When Dr. Michael Habibe isn't working in the ER of Saint Agnes Medical Center in Northeast Fresno, he speaks at community discussions about the rise of cannabinoid hyperemesis syndrome commonly called scromiting. A combination of screaming and vomiting from immense pain and relentless wretching.

It's a rare but increasingly troubling illness, more doctors say is likely linked to the regular use of marijuana.

Critics say there's no hard evidence of a link and other factors such as contamination or allergic reactions could be to blame but Dr. Habibe says he has patients who are suffering from the syndrome when no other medical reason can be found.

"Intense nausea, which causes severe cramping and pain. It could be very unpleasant, some of them can be rolling on the floor, trying to induce self-vomiting on the bed," Dr. Habibe explains.

Dr. Habibe expects as more people try recreational pot because it's now legal more cases of scromiting will be filling hospital beds.

Dr. Habibe said, "As long as that trend continues, where it's more available, we would expect to see it get worse.

The health side-effects of habitual pot use are treated at West Care, a health and human services organization that specialized in addiction treatment and recovery.

Senior Vice President Shawn Jenkins is most concerned about young people who will now have greater access to legal pot.

Jenkins says most of the adolescents being treated at West Care, have a pot problem.

"Marijuana can be a gateway drug into addiction and it can be a gateway drug into other drugs," Jenkins said.

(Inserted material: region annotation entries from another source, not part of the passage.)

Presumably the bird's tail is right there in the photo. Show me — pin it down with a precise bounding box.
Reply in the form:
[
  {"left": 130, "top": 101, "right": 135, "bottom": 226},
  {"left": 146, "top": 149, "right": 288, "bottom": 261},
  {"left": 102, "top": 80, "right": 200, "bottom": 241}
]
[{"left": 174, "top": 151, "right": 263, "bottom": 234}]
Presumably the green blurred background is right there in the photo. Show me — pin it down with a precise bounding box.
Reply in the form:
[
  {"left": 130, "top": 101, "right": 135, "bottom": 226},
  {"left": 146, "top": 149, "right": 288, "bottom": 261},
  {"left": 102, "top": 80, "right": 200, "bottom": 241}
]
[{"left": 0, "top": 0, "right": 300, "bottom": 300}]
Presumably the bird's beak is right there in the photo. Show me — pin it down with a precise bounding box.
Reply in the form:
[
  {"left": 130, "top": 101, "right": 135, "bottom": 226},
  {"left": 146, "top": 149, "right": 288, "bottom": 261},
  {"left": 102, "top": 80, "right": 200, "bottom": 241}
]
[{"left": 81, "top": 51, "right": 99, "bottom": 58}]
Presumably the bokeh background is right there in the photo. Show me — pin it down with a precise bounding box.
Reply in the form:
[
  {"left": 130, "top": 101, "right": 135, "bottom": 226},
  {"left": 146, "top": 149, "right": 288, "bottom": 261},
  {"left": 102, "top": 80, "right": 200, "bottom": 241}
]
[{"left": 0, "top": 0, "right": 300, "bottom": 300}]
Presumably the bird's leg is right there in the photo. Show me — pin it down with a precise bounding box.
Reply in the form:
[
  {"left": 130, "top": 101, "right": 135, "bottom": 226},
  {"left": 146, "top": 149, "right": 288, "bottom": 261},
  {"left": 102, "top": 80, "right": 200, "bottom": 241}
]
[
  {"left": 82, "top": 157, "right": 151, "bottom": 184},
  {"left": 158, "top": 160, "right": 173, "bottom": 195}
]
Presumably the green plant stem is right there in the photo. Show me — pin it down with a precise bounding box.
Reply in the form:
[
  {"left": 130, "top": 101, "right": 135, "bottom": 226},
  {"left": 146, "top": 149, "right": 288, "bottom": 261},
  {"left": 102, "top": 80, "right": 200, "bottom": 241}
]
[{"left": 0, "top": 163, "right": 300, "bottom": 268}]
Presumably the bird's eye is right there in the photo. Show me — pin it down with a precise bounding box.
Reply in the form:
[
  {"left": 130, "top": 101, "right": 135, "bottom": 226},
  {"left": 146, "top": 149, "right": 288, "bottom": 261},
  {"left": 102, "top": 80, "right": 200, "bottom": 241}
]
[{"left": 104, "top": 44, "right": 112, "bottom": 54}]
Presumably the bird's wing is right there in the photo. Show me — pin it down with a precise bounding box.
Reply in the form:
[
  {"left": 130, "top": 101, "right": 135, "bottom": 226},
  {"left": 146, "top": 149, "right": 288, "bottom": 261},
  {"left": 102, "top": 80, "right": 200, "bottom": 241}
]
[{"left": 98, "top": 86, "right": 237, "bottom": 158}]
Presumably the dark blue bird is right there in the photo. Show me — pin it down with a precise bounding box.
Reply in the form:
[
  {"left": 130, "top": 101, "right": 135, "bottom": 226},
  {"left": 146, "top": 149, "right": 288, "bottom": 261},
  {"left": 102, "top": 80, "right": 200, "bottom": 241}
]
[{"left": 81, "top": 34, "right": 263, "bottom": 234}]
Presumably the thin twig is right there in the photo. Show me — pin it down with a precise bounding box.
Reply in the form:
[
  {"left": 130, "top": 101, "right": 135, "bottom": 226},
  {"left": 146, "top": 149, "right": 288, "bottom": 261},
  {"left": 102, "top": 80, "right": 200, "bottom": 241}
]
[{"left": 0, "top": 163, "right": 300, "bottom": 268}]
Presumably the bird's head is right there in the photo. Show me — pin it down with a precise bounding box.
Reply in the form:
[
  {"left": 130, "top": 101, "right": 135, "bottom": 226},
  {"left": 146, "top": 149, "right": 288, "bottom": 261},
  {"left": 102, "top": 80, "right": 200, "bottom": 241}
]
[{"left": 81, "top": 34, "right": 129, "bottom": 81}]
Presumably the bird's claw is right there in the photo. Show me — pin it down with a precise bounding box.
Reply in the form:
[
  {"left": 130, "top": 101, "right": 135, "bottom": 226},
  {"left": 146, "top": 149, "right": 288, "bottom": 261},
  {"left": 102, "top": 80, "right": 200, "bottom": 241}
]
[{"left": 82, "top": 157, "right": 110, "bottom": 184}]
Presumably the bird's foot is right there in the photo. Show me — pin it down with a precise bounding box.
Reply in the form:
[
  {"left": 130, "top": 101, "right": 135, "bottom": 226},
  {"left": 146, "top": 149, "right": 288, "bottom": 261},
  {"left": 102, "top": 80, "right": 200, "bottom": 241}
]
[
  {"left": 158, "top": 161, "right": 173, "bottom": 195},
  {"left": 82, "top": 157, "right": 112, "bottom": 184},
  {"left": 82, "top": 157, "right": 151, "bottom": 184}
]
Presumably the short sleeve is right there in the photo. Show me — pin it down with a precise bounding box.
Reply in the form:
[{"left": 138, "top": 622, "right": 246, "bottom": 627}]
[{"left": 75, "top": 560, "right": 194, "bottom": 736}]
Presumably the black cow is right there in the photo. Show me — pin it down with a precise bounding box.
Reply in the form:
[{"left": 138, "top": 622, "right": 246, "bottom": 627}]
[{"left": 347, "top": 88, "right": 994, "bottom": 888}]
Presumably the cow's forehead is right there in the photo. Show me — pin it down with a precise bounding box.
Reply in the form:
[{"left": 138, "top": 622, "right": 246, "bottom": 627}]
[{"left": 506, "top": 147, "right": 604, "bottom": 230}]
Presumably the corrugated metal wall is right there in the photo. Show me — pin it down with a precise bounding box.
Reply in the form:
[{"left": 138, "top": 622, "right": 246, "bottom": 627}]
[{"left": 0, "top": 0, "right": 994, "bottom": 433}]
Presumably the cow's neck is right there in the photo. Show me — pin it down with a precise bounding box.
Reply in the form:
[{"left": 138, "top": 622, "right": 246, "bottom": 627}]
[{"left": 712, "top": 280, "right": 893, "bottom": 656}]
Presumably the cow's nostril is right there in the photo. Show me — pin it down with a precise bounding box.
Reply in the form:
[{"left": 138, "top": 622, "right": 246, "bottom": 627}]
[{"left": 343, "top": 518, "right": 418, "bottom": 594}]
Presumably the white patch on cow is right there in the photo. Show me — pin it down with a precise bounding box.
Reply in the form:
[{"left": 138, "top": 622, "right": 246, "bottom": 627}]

As the debate continues over cannabis as a gateway into drugs or a gateway out of them both advocates and critics agree the potent euphoric compound THC, is much higher in today's strains of marijuana than it was, decades ago.

And the health effects of that remain to be seen as more people light up or consume, legal marijuana.

Many valley doctors are also concerned about children having access to marijuana in the home, as more people try legal pot, especially in the form of an edible.

Using any form of cannabis is not recommended for women who are pregnant.